A Framework for Comparing Data Containers

Abstract/Agenda: 

Data containers are infrastructures that facilitate storage, retrieval, and analysis of data sets. Big data applications in Earth Science require a mix of processing techniques, data sources and storage formats that are supported by different data containers. Some of the most popular data containers used in Earth Science studies are Hadoop, Spark, SciDB, AsterixDB, RasDaMan, and HDF. The goal is to develop an evaluation plan for these infrastructures to assess their suitability for Earth Science data processing needs. We have identified a selection of test cases that are relevant to most data processing exercises in Earth Science applications and we aim to evaluate these systems for optimal performance against each of these test cases. The use cases identified as part of this study are (i) data fetching, (ii) data preparation for multivariate analysis, (iii) data normalization, (iv) distance (kernel) computation, and (v) optimization.

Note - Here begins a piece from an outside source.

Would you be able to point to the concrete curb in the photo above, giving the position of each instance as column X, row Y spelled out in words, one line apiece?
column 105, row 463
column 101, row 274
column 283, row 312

Technologies to be discussed:

  • Rasdaman - P. Yang and Q. Huang 
  • SciSpark and AstrixDB- C. Mattmann
  • HDF - A. Jelenak and T. Haberman
Notes: 

A Framework for Comparing Data Containers

 

  1. AsterixDB

  • BDMS, NoSQL, JSON++, Parallel query, Partitioned LSM-based data, HDFS, indexing (B+, R)

  • Preprocessing: dynamic sebsetting, uncompress netCDF4 to ASCII JSON -> data size: 9 times more

  • Data loading: chunking the data for the large file; data feed adapter

  • Current activities:

    • integrate to NEXUS

    • AQL query

 

2. Rasdaman

  • AIST: capture how to manage big data , validate innovation of technologies ,......

  • Big data management solution: 4Vs,

  • Test datasets: MODIES (1 TB ), Dust Storm Datasets (simulation, netcdf, 30GB/day)

  • Query types:

  • Workflow: Rasdaman does not support high dimension array-based data, so data are converted

  • Test Results:

    • The time increases sharply with the query size;

    • Compare ransdoman, hive, and spark;

    • multi-threads with high scalability;

    • spark scalability issues

  • Conclusions: Rasdaman support NetCDF better than HDF; Rasdaman clustering configuration is complex, and how to build further index (need be in touch with the developers in Rasdaman)

 

3. Data Container Study: HDF5 in a POSIX File System

  • Hardware: Open Science Data Cloud Griffin cluster, S3

  • Software: HDF5, MAFISC/GZIP/BLOSC, Ubuntu, HDF5-tools, python3

  • Workflow: download HDF5 to S3, repack

  • HDF5 Chunking:

    • storage layouts for HDF5 datasets

    • HDF5 is broken up in chunks, and stored at various locations

    • Chunks are of equary size in data space, but not in byte size

      • two chunking algorithms

        • Unidata’s optimal chunking formula

        • h5py

      • different chunk sizes: synoptic map; data rod; data cube; (which is the best one? What size is the best?)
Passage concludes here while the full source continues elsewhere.